Along with choosing members for the National Assembly, Belarusian voters were presented with a referendum regarding presidential term limits. Before the vote, President Alexander Lukashenko was only allowed to serve two terms before the Constitution required him to step down. The voter turnout for the referendum was nearly 90%, with 77.3% of the voters agreeing to eliminating term limits. The changes were implemented on October 17, 2004. Like the 1996 referendum, the validity of the vote was brought into question. According to the Organization for Security and Co-operation in Europe (OSCE), many polling places went without independent observers. The OSCE believed that the standards of the vote did not meet OSCE requirements for "free and fair elections". Data from other non-governmental organizations (NGO) point out that 50% of voters did not participate in the referendum, so they contend that the results reported by the government are flawed. Two years later, Lukashenko ran in the 2006 election and won 83% of the vote during the first ballot. With no term limits, Lukashenko states that, depending on his health, he will not retire from politics and might run for re-election in 2011.

=== Criticism of constitutional changes ===
The 1996 and 2004 referendums were severely criticized by the political opposition inside Belarus as well as by international observers such as the OSCE. Observers state that the two referendums were non-transparent and that the real results were not published. Observers were not allowed to see the process of counting ballots. Specifically, the democratic opposition to President Lukashenko decided to boycott the 1996 referendum on the Constitution.
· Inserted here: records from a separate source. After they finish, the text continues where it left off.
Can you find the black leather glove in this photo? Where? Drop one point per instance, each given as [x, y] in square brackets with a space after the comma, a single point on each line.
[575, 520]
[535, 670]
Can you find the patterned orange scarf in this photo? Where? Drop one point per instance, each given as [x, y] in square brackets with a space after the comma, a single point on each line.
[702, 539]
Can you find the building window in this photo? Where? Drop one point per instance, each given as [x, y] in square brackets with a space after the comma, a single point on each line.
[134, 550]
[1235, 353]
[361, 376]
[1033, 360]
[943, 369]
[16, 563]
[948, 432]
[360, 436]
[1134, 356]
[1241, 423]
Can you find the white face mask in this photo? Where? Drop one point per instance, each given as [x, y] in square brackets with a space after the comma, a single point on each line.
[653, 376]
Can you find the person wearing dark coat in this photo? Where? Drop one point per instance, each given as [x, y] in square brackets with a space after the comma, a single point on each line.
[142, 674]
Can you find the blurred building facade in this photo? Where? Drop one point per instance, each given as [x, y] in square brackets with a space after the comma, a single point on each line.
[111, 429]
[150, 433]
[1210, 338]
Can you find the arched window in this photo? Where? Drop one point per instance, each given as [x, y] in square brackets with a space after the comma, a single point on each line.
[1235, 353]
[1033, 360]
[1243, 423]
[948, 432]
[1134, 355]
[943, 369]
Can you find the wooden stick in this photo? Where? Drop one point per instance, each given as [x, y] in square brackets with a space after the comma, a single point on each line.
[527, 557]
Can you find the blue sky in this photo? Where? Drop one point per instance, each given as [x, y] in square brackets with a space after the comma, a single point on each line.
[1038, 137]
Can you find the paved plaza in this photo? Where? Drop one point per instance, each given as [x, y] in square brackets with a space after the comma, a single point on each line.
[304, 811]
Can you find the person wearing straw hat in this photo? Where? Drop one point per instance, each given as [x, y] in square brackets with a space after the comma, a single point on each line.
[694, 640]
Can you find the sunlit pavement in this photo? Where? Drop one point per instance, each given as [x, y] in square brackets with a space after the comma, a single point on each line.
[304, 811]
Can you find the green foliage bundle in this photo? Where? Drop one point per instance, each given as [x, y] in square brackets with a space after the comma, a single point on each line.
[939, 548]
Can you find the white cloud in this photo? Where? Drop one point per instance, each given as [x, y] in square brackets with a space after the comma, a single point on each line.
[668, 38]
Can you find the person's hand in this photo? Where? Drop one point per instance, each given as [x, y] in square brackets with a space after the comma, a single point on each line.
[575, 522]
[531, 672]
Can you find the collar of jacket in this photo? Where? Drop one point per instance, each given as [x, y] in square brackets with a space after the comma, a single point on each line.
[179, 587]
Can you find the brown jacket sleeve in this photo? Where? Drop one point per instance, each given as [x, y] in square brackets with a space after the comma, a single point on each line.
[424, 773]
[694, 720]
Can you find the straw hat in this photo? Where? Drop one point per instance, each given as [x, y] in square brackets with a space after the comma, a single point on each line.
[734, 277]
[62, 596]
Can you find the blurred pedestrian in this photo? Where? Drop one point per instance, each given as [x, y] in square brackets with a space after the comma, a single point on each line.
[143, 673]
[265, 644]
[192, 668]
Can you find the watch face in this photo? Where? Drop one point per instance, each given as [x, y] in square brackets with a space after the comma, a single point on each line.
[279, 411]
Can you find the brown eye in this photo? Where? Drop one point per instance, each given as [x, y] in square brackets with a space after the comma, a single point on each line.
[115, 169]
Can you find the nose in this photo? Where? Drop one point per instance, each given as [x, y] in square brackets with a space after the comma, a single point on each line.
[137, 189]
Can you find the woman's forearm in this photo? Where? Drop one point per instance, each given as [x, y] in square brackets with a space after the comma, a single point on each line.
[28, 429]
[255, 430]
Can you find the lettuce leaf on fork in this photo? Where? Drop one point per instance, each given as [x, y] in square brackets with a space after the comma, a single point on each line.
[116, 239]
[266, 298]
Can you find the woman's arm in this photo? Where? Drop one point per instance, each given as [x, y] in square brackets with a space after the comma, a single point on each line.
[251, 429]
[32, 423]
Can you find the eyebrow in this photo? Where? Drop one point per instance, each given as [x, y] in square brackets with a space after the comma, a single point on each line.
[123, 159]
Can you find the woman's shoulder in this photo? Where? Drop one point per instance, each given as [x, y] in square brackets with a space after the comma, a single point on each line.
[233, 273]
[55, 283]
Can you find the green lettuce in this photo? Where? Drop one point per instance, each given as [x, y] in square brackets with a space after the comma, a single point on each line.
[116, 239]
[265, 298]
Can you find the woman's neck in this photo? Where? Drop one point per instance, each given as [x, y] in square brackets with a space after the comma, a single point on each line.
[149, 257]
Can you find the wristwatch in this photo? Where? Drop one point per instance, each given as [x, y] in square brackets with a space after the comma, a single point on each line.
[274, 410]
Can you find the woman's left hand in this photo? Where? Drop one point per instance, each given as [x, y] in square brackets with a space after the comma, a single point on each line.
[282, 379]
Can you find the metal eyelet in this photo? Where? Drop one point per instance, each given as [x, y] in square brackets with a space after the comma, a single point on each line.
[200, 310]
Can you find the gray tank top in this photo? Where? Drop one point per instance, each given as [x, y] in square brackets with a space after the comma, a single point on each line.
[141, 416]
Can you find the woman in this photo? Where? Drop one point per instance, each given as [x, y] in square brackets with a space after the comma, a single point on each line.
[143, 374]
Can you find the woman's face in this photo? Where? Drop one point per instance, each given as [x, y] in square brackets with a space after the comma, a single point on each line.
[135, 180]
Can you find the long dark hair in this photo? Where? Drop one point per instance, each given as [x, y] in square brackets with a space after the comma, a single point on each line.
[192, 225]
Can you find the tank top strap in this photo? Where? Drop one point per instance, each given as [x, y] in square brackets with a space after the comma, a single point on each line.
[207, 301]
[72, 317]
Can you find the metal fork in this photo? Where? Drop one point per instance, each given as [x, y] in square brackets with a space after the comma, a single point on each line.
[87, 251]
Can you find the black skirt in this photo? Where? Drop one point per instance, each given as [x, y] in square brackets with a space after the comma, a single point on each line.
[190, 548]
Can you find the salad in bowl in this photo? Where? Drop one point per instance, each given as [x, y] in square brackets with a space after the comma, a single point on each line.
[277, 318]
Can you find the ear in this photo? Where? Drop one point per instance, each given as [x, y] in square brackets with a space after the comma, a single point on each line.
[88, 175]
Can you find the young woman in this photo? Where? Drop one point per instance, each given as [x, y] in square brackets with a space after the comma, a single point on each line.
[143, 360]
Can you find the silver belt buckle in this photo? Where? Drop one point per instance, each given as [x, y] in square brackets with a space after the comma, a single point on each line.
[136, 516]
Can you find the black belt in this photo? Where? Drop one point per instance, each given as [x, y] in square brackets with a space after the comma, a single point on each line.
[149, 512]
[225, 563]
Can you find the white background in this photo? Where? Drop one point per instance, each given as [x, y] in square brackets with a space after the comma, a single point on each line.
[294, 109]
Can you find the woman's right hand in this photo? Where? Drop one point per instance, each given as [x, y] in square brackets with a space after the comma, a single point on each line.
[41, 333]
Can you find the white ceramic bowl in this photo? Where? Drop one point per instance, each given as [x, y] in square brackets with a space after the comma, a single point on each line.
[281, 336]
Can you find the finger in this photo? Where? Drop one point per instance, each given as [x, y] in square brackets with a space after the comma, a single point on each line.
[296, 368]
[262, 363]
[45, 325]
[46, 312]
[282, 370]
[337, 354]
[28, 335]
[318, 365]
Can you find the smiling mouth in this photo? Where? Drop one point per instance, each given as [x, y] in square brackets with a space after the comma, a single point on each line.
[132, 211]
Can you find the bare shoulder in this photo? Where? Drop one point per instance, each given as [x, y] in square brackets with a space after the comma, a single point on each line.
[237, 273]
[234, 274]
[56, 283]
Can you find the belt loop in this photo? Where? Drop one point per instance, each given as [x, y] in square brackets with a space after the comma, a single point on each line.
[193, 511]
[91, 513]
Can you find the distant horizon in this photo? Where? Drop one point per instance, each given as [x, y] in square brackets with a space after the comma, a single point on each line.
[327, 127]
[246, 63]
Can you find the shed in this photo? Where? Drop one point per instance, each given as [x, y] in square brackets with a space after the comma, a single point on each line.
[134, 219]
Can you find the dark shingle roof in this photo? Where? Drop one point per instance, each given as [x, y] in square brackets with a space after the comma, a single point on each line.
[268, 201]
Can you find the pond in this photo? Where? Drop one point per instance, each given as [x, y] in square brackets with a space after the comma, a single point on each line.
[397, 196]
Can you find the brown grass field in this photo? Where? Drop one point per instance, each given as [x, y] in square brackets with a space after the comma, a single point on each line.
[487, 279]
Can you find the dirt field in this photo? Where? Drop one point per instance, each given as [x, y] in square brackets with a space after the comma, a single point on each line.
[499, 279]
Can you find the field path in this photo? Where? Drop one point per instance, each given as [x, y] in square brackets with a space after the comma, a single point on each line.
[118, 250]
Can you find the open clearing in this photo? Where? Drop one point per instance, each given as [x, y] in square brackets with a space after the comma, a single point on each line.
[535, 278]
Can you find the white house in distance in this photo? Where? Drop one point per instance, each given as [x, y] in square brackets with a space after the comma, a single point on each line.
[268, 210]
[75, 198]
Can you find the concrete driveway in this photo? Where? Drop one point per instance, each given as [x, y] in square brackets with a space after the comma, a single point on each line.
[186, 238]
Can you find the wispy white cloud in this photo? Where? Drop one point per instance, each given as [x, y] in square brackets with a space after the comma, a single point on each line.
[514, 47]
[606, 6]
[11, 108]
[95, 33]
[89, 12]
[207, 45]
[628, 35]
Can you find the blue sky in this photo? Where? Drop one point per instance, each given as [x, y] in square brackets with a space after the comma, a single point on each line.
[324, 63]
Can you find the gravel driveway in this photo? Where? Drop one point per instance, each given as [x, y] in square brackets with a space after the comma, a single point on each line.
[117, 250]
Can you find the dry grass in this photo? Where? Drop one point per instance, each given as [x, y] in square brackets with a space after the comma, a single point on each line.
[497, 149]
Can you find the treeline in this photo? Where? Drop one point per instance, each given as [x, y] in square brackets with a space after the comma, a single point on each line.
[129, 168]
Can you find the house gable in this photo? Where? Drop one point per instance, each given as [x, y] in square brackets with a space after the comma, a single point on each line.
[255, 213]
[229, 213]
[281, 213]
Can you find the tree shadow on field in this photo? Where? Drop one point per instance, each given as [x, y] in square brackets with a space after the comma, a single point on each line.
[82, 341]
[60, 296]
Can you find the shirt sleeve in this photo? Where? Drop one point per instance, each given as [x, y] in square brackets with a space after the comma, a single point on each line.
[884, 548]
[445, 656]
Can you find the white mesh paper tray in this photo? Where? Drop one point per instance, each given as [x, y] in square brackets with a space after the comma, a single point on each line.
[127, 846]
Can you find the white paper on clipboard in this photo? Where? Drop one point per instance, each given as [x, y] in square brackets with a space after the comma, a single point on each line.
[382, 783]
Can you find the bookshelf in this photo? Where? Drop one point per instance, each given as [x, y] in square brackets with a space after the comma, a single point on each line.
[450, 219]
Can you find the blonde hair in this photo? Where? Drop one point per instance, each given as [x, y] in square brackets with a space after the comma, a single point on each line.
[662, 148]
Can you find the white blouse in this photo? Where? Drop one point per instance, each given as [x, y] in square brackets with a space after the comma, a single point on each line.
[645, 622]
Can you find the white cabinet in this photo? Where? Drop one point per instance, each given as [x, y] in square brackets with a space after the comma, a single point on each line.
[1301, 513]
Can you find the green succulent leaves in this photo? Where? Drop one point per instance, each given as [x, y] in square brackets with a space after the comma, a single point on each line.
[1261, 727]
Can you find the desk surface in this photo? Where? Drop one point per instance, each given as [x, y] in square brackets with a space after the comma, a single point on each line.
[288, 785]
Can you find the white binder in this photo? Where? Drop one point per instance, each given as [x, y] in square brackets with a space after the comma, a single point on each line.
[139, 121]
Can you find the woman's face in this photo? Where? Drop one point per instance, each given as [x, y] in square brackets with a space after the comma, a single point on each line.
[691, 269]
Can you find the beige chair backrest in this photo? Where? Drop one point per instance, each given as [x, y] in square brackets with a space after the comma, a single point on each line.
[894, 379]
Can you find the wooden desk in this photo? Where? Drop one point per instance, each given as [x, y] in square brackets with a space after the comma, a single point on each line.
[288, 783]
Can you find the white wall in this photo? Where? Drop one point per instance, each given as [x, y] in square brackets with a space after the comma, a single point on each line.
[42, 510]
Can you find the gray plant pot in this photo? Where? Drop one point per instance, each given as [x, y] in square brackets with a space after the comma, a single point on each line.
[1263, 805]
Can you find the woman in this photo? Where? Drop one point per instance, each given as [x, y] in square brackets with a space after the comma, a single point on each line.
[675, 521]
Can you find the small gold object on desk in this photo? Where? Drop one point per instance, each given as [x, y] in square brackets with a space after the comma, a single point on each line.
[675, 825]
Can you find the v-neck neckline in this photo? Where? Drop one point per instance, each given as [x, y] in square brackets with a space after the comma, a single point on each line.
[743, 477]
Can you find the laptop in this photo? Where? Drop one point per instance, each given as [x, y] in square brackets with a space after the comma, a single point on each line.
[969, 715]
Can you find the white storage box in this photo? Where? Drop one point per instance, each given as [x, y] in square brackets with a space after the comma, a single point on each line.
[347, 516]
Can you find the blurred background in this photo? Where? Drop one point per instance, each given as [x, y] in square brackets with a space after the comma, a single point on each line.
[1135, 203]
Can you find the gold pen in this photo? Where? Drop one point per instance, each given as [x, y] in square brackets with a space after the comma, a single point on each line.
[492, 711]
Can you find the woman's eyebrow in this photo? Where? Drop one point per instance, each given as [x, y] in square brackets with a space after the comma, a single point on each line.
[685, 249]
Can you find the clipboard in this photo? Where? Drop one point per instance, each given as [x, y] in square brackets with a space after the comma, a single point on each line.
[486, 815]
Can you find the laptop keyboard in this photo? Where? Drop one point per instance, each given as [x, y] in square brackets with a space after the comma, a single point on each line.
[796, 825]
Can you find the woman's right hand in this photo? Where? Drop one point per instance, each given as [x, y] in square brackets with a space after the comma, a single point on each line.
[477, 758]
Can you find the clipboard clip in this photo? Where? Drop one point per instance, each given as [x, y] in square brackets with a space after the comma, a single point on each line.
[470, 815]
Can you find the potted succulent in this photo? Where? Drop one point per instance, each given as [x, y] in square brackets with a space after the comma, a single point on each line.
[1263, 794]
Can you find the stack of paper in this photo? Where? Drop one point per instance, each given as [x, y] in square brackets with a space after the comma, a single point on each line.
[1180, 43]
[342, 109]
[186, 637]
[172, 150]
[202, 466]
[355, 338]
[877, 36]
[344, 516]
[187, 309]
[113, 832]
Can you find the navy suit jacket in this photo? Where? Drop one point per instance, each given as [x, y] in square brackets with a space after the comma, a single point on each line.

During the same election, international observers found problems with the voting process or found pro-government advertisements or notices at polling places. Opposition parties contend that the vote to dissolve the Supreme Council in 1996 removed Belarus' last democratically elected parliament and installed Lukashenko's hand-picked parliament.

While there were claims of manipulation of the elections and the Constitution itself, some parts of the 2004 constitution were supported by key leaders of the Belarusian democratic opposition. In a 2005 interview with Radio Free Europe, presidential candidate Alaksandar Milinkievič stated that Belarus' stance as a neutral country, stated in Article 18 of the 2004 constitution, should be preserved with regard to joining NATO and the European Union.

== Judicial review ==
In a 1998 journal, the New York University School of Law noted that Belarusian legal scholars came up with a new theory to deal with jurisprudence. Laws are constitutional if they follow the will of President Lukashenko and the people; unconstitutional if the president and the people do not like it. The laws that fall in the latter category are considered "ignored" by the legal scholars. In June 1999, a Special Rapporteur on the Independence of Judges and Lawyers from the United Nations visited Belarus and noted inconsistency between national laws, decrees and the Constitution. The UN rapporteur, Dato Param Cumaraswamy, especially noted that temporary decrees issued by the national authorities are still in force, even if they had expired or contradict the Constitution.

== Draft Constitution from the Office of Sviatlana Tsikhanouskaya ==
In 2021 a Civil Constitution Commission, appointed by Sviatlana Tsikhanouskaya’s Representative for Constitutional Reform, produced a draft "Constitution for New Belarus". According to the official site of Sviatlana Tsikhanouskaya, "the Constitution for New Belarus is a modern European constitution, which will ensure the transition from an authoritarian to a democratic, parliamentary form of government".

Twenty-eight international consultants provided expertise in drafting the constitution.

The draft constitution was published on July 14, 2022 on the site kanstytucyja.online.